First, it was unclear why the rats were euthanized at 60 minutes, allowing for only one amitriptyline concentration. If the study objective was to assess the efficacy of AC and SPS in reducing systemic absorption of AMT, the area under the concentration vs time curve (AUC) is needed to assess the total body burden of AMT. Further, Cmax cannot be determined using a single point in time. The information presented only allows evaluation of drug concentration after 55 min or 30 min of drug contact time. In fact it is possible that SPS delayed the peak and increased the total drug absorbed, which would be missed by their sampling method.
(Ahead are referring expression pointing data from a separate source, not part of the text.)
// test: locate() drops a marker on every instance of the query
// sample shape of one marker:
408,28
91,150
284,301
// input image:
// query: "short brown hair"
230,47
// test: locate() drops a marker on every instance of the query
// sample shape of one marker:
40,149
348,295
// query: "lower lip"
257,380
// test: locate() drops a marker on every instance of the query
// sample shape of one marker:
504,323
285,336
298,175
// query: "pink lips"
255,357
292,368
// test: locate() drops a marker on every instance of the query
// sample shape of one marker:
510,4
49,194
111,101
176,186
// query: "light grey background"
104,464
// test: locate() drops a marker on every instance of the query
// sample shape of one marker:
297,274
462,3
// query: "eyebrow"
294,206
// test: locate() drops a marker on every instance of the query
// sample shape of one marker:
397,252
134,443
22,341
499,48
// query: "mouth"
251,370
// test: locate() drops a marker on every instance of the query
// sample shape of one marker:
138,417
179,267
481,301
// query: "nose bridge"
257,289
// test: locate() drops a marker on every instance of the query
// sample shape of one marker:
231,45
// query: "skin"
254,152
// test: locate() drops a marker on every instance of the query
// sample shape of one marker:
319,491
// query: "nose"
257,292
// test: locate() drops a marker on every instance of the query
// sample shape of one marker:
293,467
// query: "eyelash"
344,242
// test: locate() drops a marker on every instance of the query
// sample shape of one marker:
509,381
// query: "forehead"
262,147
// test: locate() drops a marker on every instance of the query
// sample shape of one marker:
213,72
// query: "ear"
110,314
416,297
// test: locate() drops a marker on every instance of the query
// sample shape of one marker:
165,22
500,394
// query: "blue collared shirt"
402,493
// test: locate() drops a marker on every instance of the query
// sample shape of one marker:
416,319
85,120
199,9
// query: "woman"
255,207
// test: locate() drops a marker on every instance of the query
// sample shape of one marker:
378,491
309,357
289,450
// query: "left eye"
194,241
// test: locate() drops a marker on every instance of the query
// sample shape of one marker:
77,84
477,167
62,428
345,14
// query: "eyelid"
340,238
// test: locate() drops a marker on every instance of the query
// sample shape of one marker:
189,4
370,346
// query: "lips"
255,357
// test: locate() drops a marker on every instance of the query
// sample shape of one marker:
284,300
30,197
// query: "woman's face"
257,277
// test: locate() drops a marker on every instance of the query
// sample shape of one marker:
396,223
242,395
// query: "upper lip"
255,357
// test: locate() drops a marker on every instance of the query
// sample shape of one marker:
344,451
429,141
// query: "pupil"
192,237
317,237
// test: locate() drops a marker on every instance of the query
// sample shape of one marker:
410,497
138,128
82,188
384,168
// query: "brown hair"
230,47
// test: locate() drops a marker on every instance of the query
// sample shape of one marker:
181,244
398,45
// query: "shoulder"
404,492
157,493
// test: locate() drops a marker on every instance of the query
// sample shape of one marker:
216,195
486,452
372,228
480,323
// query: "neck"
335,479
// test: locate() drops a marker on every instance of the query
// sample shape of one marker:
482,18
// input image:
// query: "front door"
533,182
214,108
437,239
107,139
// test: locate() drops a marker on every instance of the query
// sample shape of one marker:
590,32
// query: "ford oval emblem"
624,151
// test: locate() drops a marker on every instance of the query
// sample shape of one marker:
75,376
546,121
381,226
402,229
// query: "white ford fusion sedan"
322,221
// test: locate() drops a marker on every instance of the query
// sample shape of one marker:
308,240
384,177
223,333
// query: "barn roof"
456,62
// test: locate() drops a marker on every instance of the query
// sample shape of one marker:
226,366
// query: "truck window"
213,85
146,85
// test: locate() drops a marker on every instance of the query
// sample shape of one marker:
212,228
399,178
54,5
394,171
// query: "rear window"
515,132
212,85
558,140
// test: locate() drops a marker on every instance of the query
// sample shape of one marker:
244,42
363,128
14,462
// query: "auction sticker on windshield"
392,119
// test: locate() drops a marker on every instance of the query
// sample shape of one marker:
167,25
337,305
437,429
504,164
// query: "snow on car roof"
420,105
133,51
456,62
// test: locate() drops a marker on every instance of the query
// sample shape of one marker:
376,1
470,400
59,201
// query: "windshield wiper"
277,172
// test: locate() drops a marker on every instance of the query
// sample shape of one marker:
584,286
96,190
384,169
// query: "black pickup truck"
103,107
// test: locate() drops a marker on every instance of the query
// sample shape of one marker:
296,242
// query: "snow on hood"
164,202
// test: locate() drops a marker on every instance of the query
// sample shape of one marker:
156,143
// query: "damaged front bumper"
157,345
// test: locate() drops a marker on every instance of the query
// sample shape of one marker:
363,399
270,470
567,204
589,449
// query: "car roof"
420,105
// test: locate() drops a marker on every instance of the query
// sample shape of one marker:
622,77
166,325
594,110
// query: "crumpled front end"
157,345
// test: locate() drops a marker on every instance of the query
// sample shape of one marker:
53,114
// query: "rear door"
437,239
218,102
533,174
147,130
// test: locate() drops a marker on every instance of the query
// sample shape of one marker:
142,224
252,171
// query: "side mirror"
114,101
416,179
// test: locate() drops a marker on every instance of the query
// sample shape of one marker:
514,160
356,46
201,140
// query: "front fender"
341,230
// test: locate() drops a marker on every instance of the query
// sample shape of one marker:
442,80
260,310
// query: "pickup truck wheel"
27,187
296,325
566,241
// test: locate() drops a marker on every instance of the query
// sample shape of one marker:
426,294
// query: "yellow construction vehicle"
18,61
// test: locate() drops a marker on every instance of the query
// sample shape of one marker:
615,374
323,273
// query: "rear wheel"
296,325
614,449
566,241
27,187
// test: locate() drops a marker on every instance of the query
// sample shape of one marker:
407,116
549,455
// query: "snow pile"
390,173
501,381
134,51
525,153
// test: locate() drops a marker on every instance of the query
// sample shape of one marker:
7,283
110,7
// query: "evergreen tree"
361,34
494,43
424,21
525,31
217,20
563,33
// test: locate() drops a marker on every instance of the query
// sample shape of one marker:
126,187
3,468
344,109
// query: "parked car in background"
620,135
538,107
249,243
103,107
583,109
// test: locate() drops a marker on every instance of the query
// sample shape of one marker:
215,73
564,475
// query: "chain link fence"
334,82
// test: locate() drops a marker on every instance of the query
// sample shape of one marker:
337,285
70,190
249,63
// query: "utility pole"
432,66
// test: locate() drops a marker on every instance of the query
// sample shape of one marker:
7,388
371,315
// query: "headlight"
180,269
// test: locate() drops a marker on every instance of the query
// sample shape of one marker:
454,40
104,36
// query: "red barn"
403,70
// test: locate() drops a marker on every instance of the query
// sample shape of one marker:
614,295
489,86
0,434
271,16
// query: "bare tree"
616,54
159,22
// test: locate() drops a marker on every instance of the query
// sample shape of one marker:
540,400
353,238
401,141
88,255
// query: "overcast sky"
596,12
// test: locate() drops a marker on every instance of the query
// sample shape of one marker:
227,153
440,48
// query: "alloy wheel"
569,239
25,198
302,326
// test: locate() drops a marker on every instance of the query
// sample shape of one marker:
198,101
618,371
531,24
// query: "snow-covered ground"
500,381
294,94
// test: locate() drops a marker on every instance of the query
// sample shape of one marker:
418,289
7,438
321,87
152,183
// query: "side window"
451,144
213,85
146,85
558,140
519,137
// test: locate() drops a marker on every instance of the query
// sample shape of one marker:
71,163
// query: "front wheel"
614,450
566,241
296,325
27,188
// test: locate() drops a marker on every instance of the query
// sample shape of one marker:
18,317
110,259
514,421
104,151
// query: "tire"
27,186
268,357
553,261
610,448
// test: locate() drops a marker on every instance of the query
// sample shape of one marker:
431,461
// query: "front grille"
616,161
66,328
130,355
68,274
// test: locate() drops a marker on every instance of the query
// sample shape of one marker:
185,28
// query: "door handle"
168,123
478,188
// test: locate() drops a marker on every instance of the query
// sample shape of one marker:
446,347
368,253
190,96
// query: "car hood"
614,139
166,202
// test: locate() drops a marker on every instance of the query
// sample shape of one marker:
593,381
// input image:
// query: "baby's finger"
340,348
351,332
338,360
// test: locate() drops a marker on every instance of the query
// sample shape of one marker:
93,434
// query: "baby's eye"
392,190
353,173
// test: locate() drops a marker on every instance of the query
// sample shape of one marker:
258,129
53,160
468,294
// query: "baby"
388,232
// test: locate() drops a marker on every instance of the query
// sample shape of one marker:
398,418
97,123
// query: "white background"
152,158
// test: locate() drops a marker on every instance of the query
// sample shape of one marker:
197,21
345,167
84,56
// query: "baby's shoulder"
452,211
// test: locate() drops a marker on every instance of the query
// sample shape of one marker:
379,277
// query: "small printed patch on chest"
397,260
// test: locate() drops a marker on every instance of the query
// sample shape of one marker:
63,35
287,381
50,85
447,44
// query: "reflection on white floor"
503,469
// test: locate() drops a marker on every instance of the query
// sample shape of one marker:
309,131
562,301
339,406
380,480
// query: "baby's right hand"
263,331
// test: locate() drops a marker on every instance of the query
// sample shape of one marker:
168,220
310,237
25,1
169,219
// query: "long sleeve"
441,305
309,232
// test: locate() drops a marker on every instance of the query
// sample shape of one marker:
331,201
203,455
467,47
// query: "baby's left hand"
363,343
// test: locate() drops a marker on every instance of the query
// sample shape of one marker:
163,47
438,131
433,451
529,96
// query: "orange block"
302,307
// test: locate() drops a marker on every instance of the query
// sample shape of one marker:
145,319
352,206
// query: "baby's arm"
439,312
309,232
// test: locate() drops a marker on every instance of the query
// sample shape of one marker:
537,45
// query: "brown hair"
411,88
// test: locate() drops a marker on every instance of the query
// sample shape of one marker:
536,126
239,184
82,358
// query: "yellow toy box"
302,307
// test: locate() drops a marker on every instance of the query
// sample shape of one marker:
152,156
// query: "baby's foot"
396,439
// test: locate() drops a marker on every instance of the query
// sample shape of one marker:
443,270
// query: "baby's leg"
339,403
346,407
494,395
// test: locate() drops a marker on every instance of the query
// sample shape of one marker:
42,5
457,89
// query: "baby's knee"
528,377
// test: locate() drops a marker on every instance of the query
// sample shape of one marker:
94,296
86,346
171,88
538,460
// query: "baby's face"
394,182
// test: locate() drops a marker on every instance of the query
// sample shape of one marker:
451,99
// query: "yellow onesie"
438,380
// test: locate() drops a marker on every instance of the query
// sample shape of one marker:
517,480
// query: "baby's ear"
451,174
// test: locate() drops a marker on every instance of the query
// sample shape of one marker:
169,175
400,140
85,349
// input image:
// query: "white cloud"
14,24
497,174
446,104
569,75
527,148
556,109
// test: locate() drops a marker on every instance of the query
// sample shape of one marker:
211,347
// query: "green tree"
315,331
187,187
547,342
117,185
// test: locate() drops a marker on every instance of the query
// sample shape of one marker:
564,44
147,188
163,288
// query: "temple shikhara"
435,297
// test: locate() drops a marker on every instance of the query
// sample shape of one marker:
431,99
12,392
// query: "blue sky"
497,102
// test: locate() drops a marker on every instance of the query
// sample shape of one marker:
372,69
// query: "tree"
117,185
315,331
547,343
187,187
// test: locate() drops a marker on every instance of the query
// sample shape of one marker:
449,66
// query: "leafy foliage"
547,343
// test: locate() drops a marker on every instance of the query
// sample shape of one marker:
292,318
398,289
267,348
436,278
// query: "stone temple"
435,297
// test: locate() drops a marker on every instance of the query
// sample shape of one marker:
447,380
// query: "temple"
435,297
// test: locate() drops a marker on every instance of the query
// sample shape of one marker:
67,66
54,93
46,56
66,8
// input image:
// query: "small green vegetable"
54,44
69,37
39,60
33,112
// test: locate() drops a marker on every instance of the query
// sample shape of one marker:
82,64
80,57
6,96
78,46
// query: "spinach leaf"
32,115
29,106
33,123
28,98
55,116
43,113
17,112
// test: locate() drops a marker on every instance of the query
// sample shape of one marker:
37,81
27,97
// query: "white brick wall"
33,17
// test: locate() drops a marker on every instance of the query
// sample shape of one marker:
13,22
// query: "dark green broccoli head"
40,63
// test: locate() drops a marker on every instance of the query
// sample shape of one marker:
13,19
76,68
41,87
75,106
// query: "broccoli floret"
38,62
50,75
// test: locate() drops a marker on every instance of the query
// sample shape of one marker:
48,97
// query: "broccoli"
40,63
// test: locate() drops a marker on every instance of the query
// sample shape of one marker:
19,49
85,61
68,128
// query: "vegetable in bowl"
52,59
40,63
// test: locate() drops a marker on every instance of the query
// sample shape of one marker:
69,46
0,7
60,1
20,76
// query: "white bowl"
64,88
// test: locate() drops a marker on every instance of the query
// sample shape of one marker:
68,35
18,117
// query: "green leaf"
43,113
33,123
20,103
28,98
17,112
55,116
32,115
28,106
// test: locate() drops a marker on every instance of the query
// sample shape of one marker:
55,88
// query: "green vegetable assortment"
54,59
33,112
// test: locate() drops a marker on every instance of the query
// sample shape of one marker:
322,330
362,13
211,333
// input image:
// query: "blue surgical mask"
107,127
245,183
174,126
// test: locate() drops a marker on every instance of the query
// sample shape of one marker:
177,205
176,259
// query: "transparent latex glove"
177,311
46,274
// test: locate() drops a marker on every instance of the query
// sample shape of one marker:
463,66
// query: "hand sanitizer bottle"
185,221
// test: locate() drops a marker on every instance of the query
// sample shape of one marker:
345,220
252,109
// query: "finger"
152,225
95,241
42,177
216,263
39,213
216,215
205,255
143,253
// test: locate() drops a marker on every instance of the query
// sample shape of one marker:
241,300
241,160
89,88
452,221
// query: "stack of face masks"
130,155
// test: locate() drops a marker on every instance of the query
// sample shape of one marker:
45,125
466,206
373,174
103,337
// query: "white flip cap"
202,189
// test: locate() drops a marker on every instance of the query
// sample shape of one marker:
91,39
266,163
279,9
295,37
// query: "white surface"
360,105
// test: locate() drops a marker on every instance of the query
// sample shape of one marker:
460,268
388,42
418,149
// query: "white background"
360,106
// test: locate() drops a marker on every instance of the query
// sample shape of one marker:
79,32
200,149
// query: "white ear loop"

Additionally, we question the use of SPS in actual patients without considering the possibility of inducing
electrolyte imbalances. SPS is known to cause hypokalemia in eukalemic subjects (2). Given that sodium bicarbonate, the standard treatment for amitriptyline toxicity, shifts potassium intracellularly, combining the two modalities may further lower the potassium and place a patient at risk of QTc prolongation and Torsade de Pointes (TdP).
Thus, we feel that it is premature to suggest that SPS is more efficient than AC for the treatment of overdosed humans. Extrapolation of their animal model is quite difficult with the limitations we have highlighted.